Review by Ian Keogh
Dick Grayson is working undercover for an independent covert agency called Spyral. They have an agenda, he’s not sure what it is, and the conclusion to the previous We All Die at Dawn threw everything into the air. It’s fired a hole right through the certainty of Dick’s mission. Further complicating matters is a lack of contact from Batman, on whose behalf Dick infiltrated Spyral, and that someone is murdering Spyral’s agents, and these aren’t an infinite commodity. When you’re involved with organisation that specialises in misdirection, truth is well hidden. Another problem with that is when someone you instinctively don’t trust imparts some credible information, it may be worth paying attention.
Writers Tom King and Tim Seeley continue to recast Dick Grayson as James Bond, more so than ever in Nemesis as the locations and garb underline the comparison. It makes for a couple of opening chapters that prioritise action glamour at the expense of plot, but they lead into an excellent sequence of Dick having to confront himself. Yes, that’s a superhero comic standby, but it surely can’t have been carried off with as much panache as here. The core even withstands one of the hoariest of fiction clichés at its heart. It’s also a reminder of why Grayson frustrates as a series. It proceeds at a slightly better than average rate, yet every volume presents one or two chapters elevated above the general standard, and this is it for Nemesis.
Not that the remainder can be discounted. Dick discovers the reason behind one of his problems, and needs to make the acquaintance of some old friends. They, of course, believe he’s dead.
To date Mikel Janín’s art has been an impressive combination of action dynamics and imaginative layouts, but no matter how good an artist is, there comes a time when familiarity trumps wonder. Janín seems well aware of this, and ensures that every now and then there’s a page that really takes the breath away. Look for Dick escaping a well known foe, for instance, or a spiral layout reflecting the series theme.

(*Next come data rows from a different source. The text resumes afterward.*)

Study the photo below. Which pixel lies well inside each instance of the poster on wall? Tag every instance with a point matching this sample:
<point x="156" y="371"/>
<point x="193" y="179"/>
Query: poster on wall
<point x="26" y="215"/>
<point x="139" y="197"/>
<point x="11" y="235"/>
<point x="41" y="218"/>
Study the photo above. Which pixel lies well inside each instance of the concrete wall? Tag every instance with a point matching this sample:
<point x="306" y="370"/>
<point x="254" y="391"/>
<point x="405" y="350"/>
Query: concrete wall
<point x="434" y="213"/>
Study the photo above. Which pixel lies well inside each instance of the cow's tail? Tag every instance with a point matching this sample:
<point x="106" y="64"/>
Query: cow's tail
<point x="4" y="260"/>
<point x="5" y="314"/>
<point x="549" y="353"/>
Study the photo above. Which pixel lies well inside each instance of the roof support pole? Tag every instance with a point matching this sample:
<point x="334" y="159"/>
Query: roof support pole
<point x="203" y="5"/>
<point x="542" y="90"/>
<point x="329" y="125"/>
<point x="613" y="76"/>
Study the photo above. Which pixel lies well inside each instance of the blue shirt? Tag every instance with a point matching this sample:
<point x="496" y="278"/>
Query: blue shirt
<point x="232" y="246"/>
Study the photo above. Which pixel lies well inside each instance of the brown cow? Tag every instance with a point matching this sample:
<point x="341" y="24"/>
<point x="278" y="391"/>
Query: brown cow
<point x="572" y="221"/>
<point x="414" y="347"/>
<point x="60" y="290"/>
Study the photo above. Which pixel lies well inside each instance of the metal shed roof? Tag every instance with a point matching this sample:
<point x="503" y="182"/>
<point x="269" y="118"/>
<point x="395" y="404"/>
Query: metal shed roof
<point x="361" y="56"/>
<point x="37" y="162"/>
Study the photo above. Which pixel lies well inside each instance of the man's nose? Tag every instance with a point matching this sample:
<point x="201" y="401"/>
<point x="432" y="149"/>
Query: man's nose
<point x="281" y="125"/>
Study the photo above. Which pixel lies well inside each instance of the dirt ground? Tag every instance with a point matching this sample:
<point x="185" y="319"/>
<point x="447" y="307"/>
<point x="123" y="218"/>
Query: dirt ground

Alvaro Martinez illustrates what was the second Grayson annual, very well actually, but it’s a bitty piece with some nice scenes and a neat way out of a problem, but no real thread. A persistence in using the preposterous Mark of Cain thugs – the top trumps addicts of the villainy set – is puzzling, and the other villain used has always been characterless.
The next volume is A Ghost in the Tomb.